Que reste-t-il de la Constitution ? À propos de l’arrêt Energotehnica (C 792/22) de la Cour de justice de l’Union européenne, du 26 septembre 2024

Auteur : François VIANGALLI
Publié le : 14/10/2024 14 octobre oct. 10 2024

La Cour de justice de l’Union européenne vient de rendre une décision dont la motivation est susceptible, selon comme on l’entendra, de constituer un véritable séisme dans la hiérarchie des normes.

Pour aller droit au but, la question que cette décision soulève est la suivante : est-ce que le juge doit violer la Constitution si le droit de l’Union européenne le lui demande ?

La formulation peut paraître abrupte, mais c’est pourtant bien ce qui s’infère des mots mêmes de la Cour.

La Haute juridiction luxembourgeoise avait déjà jugé, dans la passé, que les États ne peuvent se retrancher derrière leur Constitution pour justifier une violation du droit de l’UE, dans le cadre d’une procédure de manquement intentée contre eux devant elle, par la Commission ou un autre État. Mais il s’agissait, alors, d’un contentieux ex post, portant sur la responsabilité d’un État vis-à-vis de l’UE, et pas du contentieux initial entre les parties.

Or, cette fois, c’est bien du contentieux initial entre les parties dont il est question. La Cour de Luxembourg juge de façon explicite que le juge national doit refuser d’appliquer la jurisprudence de la Cour constitutionnelle de son pays – en France, il s’agirait du Conseil constitutionnel – si cette dernière est contraire au droit de l’UE.

Pour le dire autrement, cela signifie que, selon cette lecture, le droit constitutionnel est dans la hiérarchie des normes en dessous du droit de l’UE, et que ce dernier a primauté sur la Constitution des États membres.

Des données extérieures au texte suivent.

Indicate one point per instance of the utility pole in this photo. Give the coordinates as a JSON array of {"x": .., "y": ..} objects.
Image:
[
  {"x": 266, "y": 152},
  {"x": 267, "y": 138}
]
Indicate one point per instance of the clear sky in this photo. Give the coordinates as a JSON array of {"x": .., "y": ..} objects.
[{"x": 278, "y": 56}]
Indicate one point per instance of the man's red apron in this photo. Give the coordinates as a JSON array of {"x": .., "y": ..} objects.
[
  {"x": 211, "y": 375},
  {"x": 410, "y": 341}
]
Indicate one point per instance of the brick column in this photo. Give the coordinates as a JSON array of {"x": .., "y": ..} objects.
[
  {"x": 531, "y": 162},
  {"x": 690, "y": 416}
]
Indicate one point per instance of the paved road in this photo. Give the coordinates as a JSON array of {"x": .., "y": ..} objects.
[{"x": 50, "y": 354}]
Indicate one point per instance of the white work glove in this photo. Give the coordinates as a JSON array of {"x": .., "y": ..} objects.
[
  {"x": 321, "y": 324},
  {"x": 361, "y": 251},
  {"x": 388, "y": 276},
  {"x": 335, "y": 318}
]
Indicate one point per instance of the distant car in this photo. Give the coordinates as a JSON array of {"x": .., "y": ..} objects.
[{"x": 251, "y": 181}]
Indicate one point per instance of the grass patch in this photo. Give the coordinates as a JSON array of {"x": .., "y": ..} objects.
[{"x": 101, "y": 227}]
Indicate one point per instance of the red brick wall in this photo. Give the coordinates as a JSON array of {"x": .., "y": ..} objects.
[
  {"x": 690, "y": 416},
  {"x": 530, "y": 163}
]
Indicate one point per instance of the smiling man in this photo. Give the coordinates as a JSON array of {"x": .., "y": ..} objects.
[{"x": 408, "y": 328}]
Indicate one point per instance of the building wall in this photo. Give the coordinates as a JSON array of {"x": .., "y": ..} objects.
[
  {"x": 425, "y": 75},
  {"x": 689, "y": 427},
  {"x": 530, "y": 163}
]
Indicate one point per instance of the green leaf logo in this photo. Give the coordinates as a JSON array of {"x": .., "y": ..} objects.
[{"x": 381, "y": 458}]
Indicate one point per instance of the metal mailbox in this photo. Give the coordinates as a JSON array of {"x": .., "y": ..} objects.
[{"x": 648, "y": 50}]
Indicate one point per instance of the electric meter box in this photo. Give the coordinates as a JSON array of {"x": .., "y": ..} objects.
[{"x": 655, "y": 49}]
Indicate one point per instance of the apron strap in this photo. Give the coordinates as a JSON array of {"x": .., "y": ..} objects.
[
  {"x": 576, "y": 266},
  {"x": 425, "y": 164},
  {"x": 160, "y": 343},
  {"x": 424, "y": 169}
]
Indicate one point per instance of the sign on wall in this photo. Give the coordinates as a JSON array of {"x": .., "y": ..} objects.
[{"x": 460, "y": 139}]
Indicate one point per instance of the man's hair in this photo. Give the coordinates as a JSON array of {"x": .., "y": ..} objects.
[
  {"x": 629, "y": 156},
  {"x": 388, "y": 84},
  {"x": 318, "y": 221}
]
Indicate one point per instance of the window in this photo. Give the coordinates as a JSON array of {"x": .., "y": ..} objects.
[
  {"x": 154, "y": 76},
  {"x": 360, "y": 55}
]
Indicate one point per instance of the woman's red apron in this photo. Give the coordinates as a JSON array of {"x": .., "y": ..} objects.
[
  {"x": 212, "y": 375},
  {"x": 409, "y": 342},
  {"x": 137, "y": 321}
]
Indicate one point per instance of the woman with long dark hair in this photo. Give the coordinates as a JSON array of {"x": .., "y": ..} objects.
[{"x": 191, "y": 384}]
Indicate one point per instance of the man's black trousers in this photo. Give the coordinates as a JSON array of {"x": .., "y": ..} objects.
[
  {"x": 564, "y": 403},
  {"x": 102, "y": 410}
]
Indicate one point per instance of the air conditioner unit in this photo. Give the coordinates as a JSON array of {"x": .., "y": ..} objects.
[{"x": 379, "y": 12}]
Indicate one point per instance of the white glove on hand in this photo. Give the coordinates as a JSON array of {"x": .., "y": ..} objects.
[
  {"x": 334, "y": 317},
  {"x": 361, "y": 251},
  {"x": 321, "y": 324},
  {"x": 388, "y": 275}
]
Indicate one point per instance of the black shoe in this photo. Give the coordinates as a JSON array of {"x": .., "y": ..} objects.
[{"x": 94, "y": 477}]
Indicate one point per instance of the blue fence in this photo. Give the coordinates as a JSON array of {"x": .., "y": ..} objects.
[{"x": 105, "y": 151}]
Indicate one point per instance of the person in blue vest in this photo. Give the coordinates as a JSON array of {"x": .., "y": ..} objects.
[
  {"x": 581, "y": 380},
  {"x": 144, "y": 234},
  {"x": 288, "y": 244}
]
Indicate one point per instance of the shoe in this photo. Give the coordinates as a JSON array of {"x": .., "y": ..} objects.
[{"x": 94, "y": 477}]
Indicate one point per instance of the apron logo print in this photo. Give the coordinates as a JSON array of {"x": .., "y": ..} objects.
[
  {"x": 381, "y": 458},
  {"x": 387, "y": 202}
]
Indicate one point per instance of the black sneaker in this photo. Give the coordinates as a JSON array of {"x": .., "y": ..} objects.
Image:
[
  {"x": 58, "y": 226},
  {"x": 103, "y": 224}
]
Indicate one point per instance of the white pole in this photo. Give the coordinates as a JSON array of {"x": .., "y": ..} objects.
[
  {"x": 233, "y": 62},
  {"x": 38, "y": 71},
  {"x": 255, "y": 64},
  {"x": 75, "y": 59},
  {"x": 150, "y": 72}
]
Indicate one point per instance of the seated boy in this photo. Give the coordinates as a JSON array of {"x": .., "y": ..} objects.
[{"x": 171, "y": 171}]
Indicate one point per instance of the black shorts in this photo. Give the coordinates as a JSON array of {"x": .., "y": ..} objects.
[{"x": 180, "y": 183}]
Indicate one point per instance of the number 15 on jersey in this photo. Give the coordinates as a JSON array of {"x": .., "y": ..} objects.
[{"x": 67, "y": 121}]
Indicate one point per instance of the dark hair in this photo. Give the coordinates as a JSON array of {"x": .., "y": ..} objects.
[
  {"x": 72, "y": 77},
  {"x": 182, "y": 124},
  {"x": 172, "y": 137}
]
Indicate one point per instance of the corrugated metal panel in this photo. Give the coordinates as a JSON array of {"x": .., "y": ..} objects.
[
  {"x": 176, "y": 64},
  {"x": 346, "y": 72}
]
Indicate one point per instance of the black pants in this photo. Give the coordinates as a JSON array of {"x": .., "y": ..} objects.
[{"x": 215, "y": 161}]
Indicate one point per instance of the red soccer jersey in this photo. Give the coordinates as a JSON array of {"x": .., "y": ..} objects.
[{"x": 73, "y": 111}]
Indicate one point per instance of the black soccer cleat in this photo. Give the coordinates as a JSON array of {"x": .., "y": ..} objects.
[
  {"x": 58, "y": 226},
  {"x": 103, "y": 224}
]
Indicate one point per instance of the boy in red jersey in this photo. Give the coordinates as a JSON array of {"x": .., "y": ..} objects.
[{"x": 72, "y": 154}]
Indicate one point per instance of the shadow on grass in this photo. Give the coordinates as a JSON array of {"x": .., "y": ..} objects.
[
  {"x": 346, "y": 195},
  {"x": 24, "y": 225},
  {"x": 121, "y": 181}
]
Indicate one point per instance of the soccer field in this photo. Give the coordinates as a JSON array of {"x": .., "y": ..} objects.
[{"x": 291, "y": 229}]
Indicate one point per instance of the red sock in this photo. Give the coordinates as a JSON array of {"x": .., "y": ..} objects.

Même si cela n’étonnera pas les spécialistes de droit européen habitués à ce type d’audace de la Cour de justice – car ceux-là savent que la Cour entend souvent de façon extensive les compétences de l’UE et les notions européennes, pour agir en profondeur sur les droits nationaux, y compris de façon initialement non convenue entre les États – il convient d’admettre que la présente décision est particulièrement explicite, et franchit de ce fait un pas supplémentaire.

Désormais, c’est le juge qui doit faire prévaloir le droit européen sur la Constitution, au besoin dès la première instance.

Mieux encore, la Cour lui octroie une immunité, ou du moins s’y essaie-t-elle, en jugeant que le magistrat qui fera prévaloir le droit européen sur la Constitution, en violation par conséquent de celle-ci, ne pourra faire l’objet d’aucune poursuite disciplinaire. Voilà donc la Cour de justice qui vient régir le statut des magistrats et les opposer, le cas échéant, à leur propre État !
Pour mieux comprendre de ce dont il s’agit, il n’est pas inutile de reprendre la décision depuis le contentieux de base et l’espèce concrète jusqu’à cette motivation spectaculaire au plan théorique.

En l’espèce, un électricien était décédé des suites d’une électrocution survenue en Roumanie, sur un chantier. Un contentieux administratif s’en était suivi, opposant l’Inspection du travail roumaine aux autorités en charge de définir les règles de sécurité, qui s’était soldé par une décision définitive de la Cour d’appel jugeant qu’il ne s’agissait pas d’un accident du travail.

A la suite de cela, le juge pénal avait eu à statuer sur des poursuites intentées contre l’employé de la société sur le chantier duquel l’accident avait eu lieu, et qui avait la charge de la sécurité.

En première instance, le juge pénal avait relaxé le prévenu au motif que la décision administrative avait acquis l’autorité de la chose jugée, et qu’elle liait par conséquent le juge pénal sur le fond, si bien qu’il ne pouvait être considéré qu’était survenu un accident du travail au sens légal, de sorte que le salarié chargé de la sécurité dans l’entreprise ne pouvait être tenu pour responsable à ce titre.

Cette décision du juge pénal procédait d’une application à l’espèce de la jurisprudence de la Cour constitutionnelle roumaine, telle qu’elle découlait d’une décision du 17 février 2021.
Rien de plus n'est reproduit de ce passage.